À l’ouest rien de nouveau (Im Westen nichts Neues en allemand) est initialement un roman de l’écrivain allemand Erich Maria Remarque sorti en 1929, livre qui sera brûlé lors des autodafés nazis en 1933. C’est un roman très connu, de par sa qualité que par sa violente charge contre la guerre. Erich Maria Remarque a participé à la Première Guerre mondiale, incorporée en 1916 et envoyé sur le front de l’est en 1917 où il sera blessé.
Lewis Milestone l’adapte au cinéma l’année suivant sa sortie (All Quiet on the Western Front pour le titre original), en 1930, dans un film très ambitieux, au début du cinéma parlant, et qui recevra deux oscars, celui du meilleur film et du meilleur réalisateur.
Auparavant, d’autres films importants ont déjà traité de la Grande Guerre, comme La grande parade de King Vidor (1925), ou Au service de la gloire de Raoul Walsh (1926), mais aucun n’atteint la puissance évocatrice d’À l’ouest rien de nouveau.
C’est une véritable plongée dans l’enfer des tranchées que propose Milestone. Tout débute dans une classe d’étudiants en Allemagne, d’où on peut voir à l’extérieur, par la fenêtre, un défilé militaire avec une foule patriotique en liesse.
Le professeur lance alors un monologue belliciste et nationaliste, appelant à s’unir pour défendre la patrie contre l’ennemi dans une guerre qu’il prévoit courte et peu meurtrière.
Son discours harangue ses étudiants qui partent alors se porter volontaire, la plupart conquis à l’idée de partir pour cette grande aventure, d’autre plus pour suivre le mouvement général.
Après un passage à l’école militaire pour faire leur classe à ramper dans la boue et obéir aux ordres tyranniques de leur ancien postier, la petite troupe part au front.
À partir de ce moment, le film prend une autre dimension et regorge alors d’inventivité.
Tout d’abord dans la mise en scène avec de nombreux travellings le long des tranchées, montrant les charges des ennemis, avec un montage souvent très haché, faisant monter la tension au fur et à mesure que les soldats adversaires approchent, montrant la peur, l’horreur, tout en restant d’une exemplaire lisibilité.

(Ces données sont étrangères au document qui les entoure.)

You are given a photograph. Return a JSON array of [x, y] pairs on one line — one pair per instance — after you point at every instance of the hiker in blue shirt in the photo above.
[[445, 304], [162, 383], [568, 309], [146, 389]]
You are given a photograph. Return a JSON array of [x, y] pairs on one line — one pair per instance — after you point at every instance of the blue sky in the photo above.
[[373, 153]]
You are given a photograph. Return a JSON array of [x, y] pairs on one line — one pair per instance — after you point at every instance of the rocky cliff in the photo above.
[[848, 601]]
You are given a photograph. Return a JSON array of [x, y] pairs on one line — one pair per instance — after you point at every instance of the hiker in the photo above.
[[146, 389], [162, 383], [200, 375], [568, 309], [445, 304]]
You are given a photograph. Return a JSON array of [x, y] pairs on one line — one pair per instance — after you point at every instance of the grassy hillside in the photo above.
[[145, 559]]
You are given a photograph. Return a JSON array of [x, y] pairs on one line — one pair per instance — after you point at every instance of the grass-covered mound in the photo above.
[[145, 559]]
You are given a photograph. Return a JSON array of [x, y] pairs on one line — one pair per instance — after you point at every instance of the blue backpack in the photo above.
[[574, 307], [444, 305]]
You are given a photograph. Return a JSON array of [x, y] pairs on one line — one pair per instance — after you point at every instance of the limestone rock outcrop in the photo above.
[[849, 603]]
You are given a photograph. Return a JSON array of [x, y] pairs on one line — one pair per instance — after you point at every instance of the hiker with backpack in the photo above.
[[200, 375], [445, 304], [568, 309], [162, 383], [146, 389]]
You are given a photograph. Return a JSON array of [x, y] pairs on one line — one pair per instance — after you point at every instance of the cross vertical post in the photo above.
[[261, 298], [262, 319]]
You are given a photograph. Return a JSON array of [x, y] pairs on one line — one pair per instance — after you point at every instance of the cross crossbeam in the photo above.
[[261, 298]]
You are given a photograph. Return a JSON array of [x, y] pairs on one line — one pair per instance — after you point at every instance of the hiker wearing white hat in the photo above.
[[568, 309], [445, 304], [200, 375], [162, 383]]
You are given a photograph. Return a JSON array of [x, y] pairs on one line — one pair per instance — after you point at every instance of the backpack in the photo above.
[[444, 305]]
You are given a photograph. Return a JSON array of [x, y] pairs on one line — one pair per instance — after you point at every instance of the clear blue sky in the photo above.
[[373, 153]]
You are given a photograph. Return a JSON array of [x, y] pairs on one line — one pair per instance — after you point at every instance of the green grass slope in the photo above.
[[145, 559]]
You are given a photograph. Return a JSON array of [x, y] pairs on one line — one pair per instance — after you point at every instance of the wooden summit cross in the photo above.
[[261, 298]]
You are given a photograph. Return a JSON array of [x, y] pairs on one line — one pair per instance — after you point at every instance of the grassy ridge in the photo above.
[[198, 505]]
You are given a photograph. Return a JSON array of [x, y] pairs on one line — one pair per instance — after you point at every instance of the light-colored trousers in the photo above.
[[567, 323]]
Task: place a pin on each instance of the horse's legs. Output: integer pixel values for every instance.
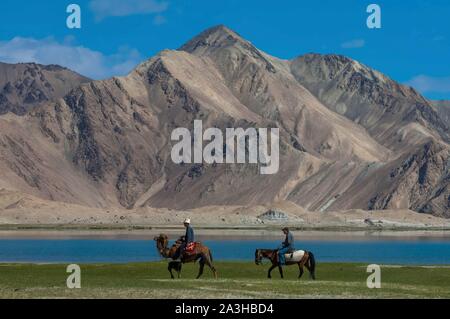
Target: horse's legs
(308, 266)
(270, 270)
(300, 268)
(281, 271)
(169, 267)
(202, 265)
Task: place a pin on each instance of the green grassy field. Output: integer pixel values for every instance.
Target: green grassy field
(236, 280)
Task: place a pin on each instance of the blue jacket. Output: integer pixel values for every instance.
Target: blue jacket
(289, 241)
(189, 237)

Clarté d’autant plus remarquable que dans ces scènes d’affrontements les soldats des deux camps sont presque indifférenciés, seuls les casques (à pointe ou non) permettent de faire une différence.
D’ailleurs, tout au long du film, il y a assez peu d’éléments pour caractériser les protagonistes comme allemands, si ce n’est leur nom, et parfois le nom d’une ville au pays. Comme si la même histoire aurait pu être racontée de n’importe quel côté de la ligne de front.
Le travail sur le son a également une importance primordiale pour l’immersion, avec le bruit continu des bombardements, tel une pluie d’obus qui hante les esprits.
On sent par ailleurs un fort héritage du cinéma muet dans de nombreuses scènes qui se passent très bien de parole, et il n’est pas incongru d’y voir également quelques influences du cinéma expressionniste allemand, notamment au début lorsque les étudiants survoltés se déclarent volontaires pour s’enrôler, ou lors de certains plans de soldat dans les tranchées, pouvant même faire songer au fameux triptyque Der Krieg du peintre et graveur expressionniste allemand Otto Dix.
Le lien semble d’autant moins surprenant si on note que Karl Freund a travaillé sur le film en tant que chef opérateur, bien que seul Arthur Edeson soit crédité. Karl Freund a notamment travaillé autour des années 1920 avec deux grands noms du cinéma expressionniste allemand : Robert Wiene et Friedrich Wilhelm Murnau pour lequel il assura la direction de la photographie sur Le dernier des hommes.
Le film possède également de nombreuses scènes clés d’où ressort un fort sentiment de fraternité et pacifisme : que ce soit à l’occasion d’un face à face mortel entre le protagoniste principal Paul et un soldat français dont il dira “tu es un comme comme moi et je t’ai tué”, ou lors de discussions entre camarades. Se posent alors des questions logiques comme les origines de la guerre, dont on dit toujours que c’est l’autre camp qui l’a débuté, et son apparente absurdité, qui doit bien servir à quelques-uns.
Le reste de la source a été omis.